Überall sollen neue Windkraftanlagen aus dem Boden sprießen. Häuser benötigen andere Wärmequellen. Hinzu kommt das Ziel der Bundesregierung, 400 000 neue Wohnungen zu bauen. Doch wer soll das alles stemmen? Laut einer Umfrage des Deutschen Industrie- und Handelskammertages Ende 2021 klagen zwei Drittel aller Unternehmen am Bau schon jetzt über einen Fachkräftemangel.
Fast jeder hat mittlerweile die Erfahrung gemacht, dass Umbauten an Haus, Hof oder Stall nicht nur wegen Materialknappheit geschoben werden. Es fehlen die fähigen Hände. Und die Situation spitzt sich weiter zu: Ab jetzt gehen die „Babyboomer“, die Jahrgänge 1955 bis 1970, in Rente. Es wird einsam auf den Baustellen. Denn die Belegschaft in der Branche ist überdurchschnittlich alt.
Abi gleich Uni
Doch warum zog es in den vergangenen Jahrzehnten weniger junge Menschen ins Handwerk? Ein Grund ist der Erfolg unseres Bildungssystems. Seit den 1970er-Jahren gingen immer mehr Kinder aufs Gymnasium. Zurzeit macht die Hälfte eines Jahrgangs Abi, in 20 Jahren steigt dies Zahl vielleicht sogar auf zwei Drittel.

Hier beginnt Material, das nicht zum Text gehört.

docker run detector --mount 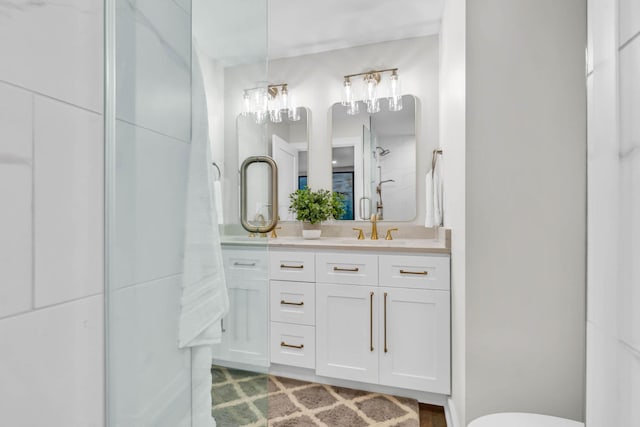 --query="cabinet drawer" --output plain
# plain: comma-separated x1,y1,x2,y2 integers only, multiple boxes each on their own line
222,248,268,279
379,255,450,290
316,252,378,286
269,251,315,282
269,280,316,326
270,322,316,369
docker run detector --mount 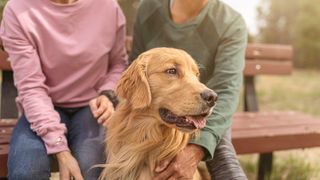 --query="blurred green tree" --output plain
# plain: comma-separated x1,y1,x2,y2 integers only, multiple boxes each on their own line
257,0,320,68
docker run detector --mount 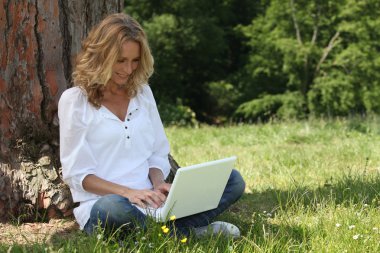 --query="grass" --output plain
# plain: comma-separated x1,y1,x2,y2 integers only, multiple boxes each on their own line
0,118,380,252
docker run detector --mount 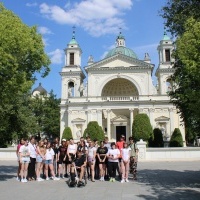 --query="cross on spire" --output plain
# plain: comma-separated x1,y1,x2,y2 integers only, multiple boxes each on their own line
72,26,76,39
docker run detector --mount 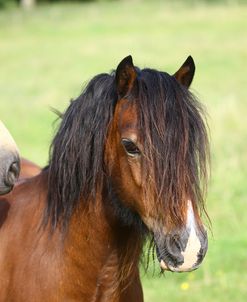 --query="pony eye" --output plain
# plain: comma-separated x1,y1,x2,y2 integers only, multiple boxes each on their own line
122,138,141,157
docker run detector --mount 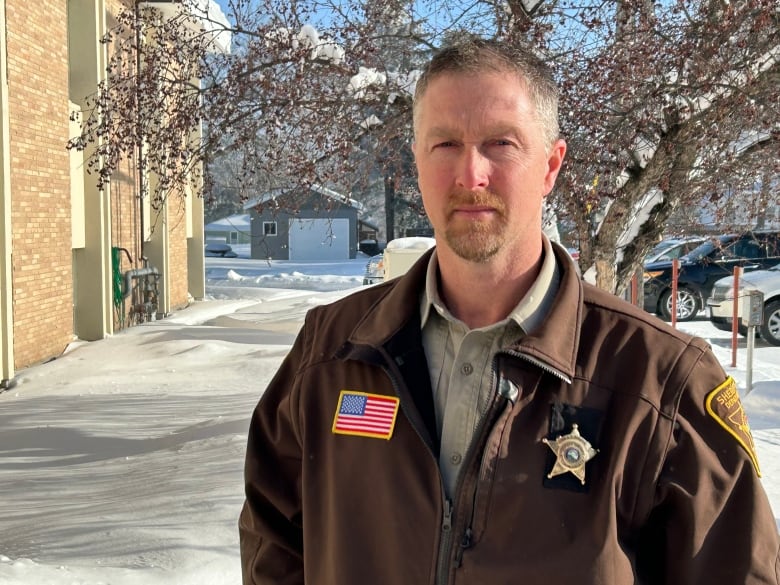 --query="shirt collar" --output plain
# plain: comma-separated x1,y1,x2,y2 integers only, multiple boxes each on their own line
420,233,560,333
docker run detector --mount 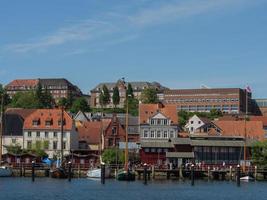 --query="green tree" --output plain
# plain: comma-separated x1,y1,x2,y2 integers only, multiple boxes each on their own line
57,97,68,108
141,88,159,104
252,140,267,168
99,85,110,107
102,148,124,164
126,83,134,98
71,97,90,113
10,91,39,109
112,86,120,108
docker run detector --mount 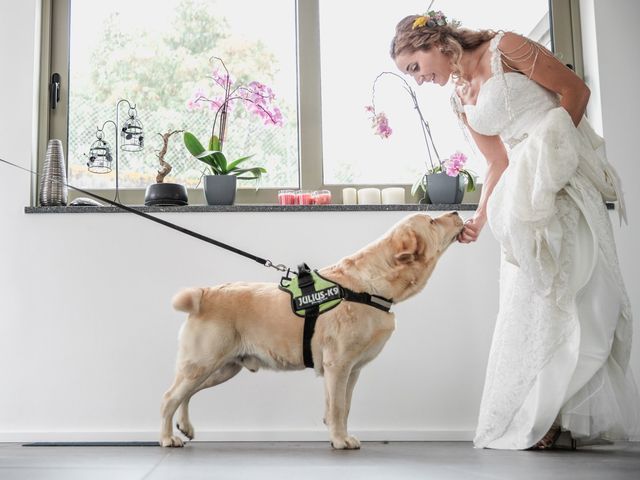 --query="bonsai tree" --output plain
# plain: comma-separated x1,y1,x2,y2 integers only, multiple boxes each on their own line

Nicht nur in Akademikerkreisen, sondern bis tief in die Dörfer und Bauerschaften verfestigte sich die Denke: Abi gleich Uni. Eine Ausbildung im Handwerk empfanden viele als Abstieg. Die Arbeit auf dem Bau galt als dreckig und anstrengend. Manche Schüler hatten während ihrer Schulzeit keinen Kontakt zum Handwerk. Einige Eltern schirmten sie davor ab. Neigungen und Interessen konnte sich nicht entwickeln.
Deshalb müssen Lehrer und Eltern die Ausbildung im Handwerk als mögliche Alternative zum Studium wieder stärker anerkennen. Mancher Gymnasiast ist womöglich zufriedener mit einer Ausbildung und entdeckt neue Talente. Beispiele in unserem Ausbildungsschwerpunkt, den Sie in dieser Ausgabe lesen, zeigen das.
Frauen auf den Bau
Das gleiche gilt auch für junge Frauen. Zwar gibt es immer wieder Pionierinnen auf dem Bau, doch die Berufsschulklassen sind immer noch männlich geprägt. Dabei haben viele das Zeug für eine erfolgreiche Lehre. Die Körperkraft spielt längst nicht mehr die entscheidende Rolle.
Außerdem kann die Ausbildung im Handwerk ein Grundstein für die weitere Karriere sein. Fortbildungsmöglichkeiten gibt es viele, längst nicht mehr nur den Meister.
Doch viele Betriebe suchen gerade auch Gesellen, frei nach dem Motto: Wir brauchen Indianer und nicht nur Häuptlinge. Und mancher Geselle auf dem Bau verdient mehr als mancher „Studierter“.